- Teaser poster
- Hangul: 낮과 밤은 서로에게
- RR: Natgwa bameun seoroege
- MR: Natkwa pamŭn sŏroëge
- Directed by: Kim Jong-kwan
- Produced by: Baek Gyeong-suk
- Starring: Kim Min-ha; Joo Jong-hyuk; Han Sun-hwa; Chang Ryul; Shim Eun-kyung; Lee Hee-jun; Jeon So-young; Kim Dong-hwi;
- Cinematography: Kim Ji-yong; Lee Ju-yeon;
- Production companies: Be Leaf Inc.; Alleyway Co., Ltd.; Purple A Co., Ltd.;
- Distributed by: K-Movie Entertainment
- Release dates: October 6, 2026 (BIFF); November 2026 (South Korea);
- Country: South Korea
- Language: Korean

= The Table: Day and Night =

2026 South Korean film by Kim Jong-kwan

The Table: Day and Night (낮과 밤은 서로에게) is an upcoming South Korean romantic drama anthology film directed by Kim Jong-kwan. Starring Kim Min-ha, Joo Jong-hyuk, Han Sun-hwa, Chang Ryul, Shim Eun-kyung, Lee Hee-jun, Jeon So-young, and Kim Dong-hwi, the film follows four couples who cross paths at a café as the seasons change from summer to autumn.

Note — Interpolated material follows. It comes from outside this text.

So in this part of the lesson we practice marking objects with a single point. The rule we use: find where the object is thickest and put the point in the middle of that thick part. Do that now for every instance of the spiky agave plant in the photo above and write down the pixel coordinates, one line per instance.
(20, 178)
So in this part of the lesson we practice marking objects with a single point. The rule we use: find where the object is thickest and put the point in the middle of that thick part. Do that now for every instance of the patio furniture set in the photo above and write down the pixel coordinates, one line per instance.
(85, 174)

The film will have its premiere at the 31st Busan International Film Festival, opening the festival on October 6, 2026.

==Stories==
There are four stories in the film:

| Story | Title | Main cast | Synopsis |
|---|---|---|---|
| 1 | "A Midsummer Night's Dream" (Korean: 한 여름밤의 꿈) | Kim Min-ha, Joo Jong-hyuk | The story revolves around a chance encounter between two people who visit the same café at different times. |
| 2 | "People Who Are Still Me" (Korean: 아직 나인 사람들) | Han Sun-hwa, Chang Ryul | It tells the story of two school friends, who meet unexpectedly and bond. |
| 3 | "Yi.Soon.Bul" (Korean: 이.순.불) | Shim Eun-kyung, Lee Hee-jun | It follows a spark of creative chemistry between a web novelist and indie filmmaker. |
| 4 | "Autumn Story" (Korean: 가을 이야기) | Jeon So-young, Kim Dong-hwi | The story tells about a bittersweet moment between an idol trainee and her boyfriend. |

==Cast==
- Kim Min-ha as Yoo-jin
- Joo Jong-hyuk as Hyeon-oh
- Han Sun-hwa as Sang-mi
- Chang Ryul as Young-min
- Shim Eun-kyung as Hye-jin
- Lee Hee-jun as Dong-man
- Jeon So-young as Na-kyung
- Kim Dong-hwi as Jong-su

==Production==

Announced in October 2024, the film - an anthology production by Be Leaf Inc., Alleyway Co., Ltd. and Purple A Co., Ltd. - is directed by Kim Jong-kwan and starring Kim Min-ha, Joo Jong-hyuk,
Han Sun-hwa, Chang Ryul, Shim Eun-kyung, Lee Hee-jun, Jeon So-young, and Kim Dong-hwi in different stories.

Principal photography began in September 2024.

==Release==
The Table: Day and Night will have its world premiere at the 31st Busan International Film Festival on October 6, 2026, opening the festival. Following its premiere at the festival, it is scheduled for release in the November 2026 in South Korean theatres by K-Movie Entertainment.